JAKARTA,Indotimes.co.id – Ajang IBL All-Star 2026 menghadirkan format baru yang memberi peran lebih besar kepada penggemar basket.
Dalam format tersebut, dua pemain dengan suara terbanyak dari voting fans menjadi kapten tim utama. Kapten kemudian memilih pemain melalui sistem draft untuk membentuk tim masing-masing.
Direktur Utama Indonesian Basketball League (Ainl), Junas Miradiarsyah, mengatakan kompetisi musim 2026 menunjukkan perkembangan positif.
Menurutnya, hingga pekan kesembilan, sejumlah indikator menunjukkan peningkatan signifikan. Persaingan antartim dinilai semakin ketat dibanding musim sebelumnya.
Jumlah penonton yang hadir di arena juga terus meningkat sepanjang musim ini. “Kualitas pertandingan semakin kompetitif dan minat penonton terus bertambah,” kata Junas di Jakarta, Senin (16/3).
Ia menilai perubahan peta persaingan membuat pertandingan semakin menarik bagi penggemar. “Pertandingannya makin sengit dan peta persaingan berubah dari tahun lalu,” ujarnya.

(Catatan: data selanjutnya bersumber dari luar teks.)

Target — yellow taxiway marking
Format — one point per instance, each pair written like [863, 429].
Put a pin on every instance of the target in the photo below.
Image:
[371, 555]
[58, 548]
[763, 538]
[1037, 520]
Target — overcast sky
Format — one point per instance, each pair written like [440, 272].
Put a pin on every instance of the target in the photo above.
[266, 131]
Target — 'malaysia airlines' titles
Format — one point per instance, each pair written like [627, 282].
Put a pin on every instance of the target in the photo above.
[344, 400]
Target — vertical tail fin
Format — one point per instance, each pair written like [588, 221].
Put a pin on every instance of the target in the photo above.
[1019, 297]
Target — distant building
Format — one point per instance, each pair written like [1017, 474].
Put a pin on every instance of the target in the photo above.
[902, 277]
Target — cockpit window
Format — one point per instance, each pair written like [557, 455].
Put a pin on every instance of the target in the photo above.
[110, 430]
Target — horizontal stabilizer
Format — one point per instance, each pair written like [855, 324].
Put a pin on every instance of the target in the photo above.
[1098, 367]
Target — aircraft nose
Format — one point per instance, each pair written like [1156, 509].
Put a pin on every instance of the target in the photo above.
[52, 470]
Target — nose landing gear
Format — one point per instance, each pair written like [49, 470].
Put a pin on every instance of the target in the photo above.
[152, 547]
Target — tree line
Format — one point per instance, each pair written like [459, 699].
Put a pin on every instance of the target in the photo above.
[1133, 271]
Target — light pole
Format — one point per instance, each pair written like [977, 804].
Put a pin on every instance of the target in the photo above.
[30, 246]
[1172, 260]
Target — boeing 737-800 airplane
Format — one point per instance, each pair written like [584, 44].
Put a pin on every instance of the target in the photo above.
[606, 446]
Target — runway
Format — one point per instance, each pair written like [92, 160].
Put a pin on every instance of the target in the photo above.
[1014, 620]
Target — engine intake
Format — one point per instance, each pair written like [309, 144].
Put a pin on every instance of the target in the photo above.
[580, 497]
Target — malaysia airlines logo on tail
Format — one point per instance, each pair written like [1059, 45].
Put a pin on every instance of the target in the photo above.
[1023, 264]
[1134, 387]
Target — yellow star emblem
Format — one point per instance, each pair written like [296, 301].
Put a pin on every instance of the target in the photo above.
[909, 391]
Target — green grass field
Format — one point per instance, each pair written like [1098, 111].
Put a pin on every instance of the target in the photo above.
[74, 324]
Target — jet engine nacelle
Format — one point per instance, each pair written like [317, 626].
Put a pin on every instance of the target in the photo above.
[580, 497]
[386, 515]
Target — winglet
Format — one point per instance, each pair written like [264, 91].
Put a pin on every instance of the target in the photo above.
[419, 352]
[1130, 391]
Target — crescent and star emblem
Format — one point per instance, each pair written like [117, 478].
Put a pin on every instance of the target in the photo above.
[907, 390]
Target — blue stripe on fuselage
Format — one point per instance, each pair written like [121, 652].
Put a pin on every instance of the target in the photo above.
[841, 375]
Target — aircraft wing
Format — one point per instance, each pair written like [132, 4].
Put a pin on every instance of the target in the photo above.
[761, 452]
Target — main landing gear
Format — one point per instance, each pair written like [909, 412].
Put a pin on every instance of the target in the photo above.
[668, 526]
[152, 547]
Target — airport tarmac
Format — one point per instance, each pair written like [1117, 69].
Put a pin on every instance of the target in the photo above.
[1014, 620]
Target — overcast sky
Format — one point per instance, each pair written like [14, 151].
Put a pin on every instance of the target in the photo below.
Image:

Momentum pertengahan musim akan semakin meriah dengan digelarnya IBL All-Star 2026. Acara tersebut dijadwalkan berlangsung pada 11 April 2026 di Bandung, Jawa Barat.
Ajang tahunan ini mempertemukan pemain terbaik dari berbagai klub IBL.
Pada edisi tahun ini, penyelenggara memperkenalkan sistem voting terbuka bagi penggemar.
Penggemar dapat memilih pemain favorit mereka melalui platform resmi liga. Dua pemain dengan suara terbanyak otomatis menjadi kapten tim All-Star.
Hasil voting menempatkan Yudha Saputera sebagai peraih suara terbanyak. Posisi kedua ditempati oleh Andakara Prastawa Dhyaksa.
Dengan hasil tersebut, keduanya resmi menjadi kapten tim pada laga utama All-Star. “Dua pemain dengan voting tertinggi menjadi kapten tim All-Star. Yudha peringkat pertama dan Prastawa kedua dalam hasil voting fans,” ujarnya.
Baca Juga: Buka Mandiri Kejurnas Antarklub U16 & U18 Tahun 2026, Nirmala Dewi Minta Peserta Jaga Sportivitas
Masing-masing kapten kemudian melakukan draft untuk memilih pemain tim. Setiap tim akan diperkuat 12 pemain dalam pertandingan All-Star. Komposisi tersebut termasuk tiga pemain asing yang dipilih melalui proses draft.
Selain memilih pemain, kapten juga menentukan pelatih tim masing-masing. Langkah ini menjadi inovasi baru dalam konsep All-Star tahun ini.
Andakara Prastawa Dhyaksa menunjuk David Singleton sebagai pelatih kepala timnya. Sementara Yudha Saputera memilih pelatih Borneo Hornbills, Cesar, memimpin timnya.
Junas mengatakan perubahan format bertujuan meningkatkan keterlibatan penggemar. “Kami ingin fans merasa menjadi bagian dari pertandingan All-Star,” katanya.
Menurutnya, keterlibatan fans memperkuat hubungan antara pemain dan penggemar.
Selain pertandingan utama, acara ini juga menghadirkan konsep festival olahraga. Panitia menyiapkan berbagai kegiatan komunitas dan aktivasi sponsor.
Pengunjung dapat menikmati hiburan musik selama acara berlangsung. Salah satu penampil yang akan hadir adalah Adrian Khalif.
Ia dijadwalkan membawakan sejumlah lagu populer dalam panggung hiburan. Selain itu, grup musik Moluccan Soul juga akan meramaikan acara. Panitia menyebut masih ada sejumlah bintang tamu lain yang akan diumumkan.
Junas menegaskan konsep festival menjadi bagian penting dari All-Star tahun ini. “Kami ingin All-Star menjadi hiburan bagi fans, bukan hanya pertandingan,” tandasnya.
Junas pun berharap konsep baru tersebut memperkuat posisi IBL di olahraga profesional Indonesia.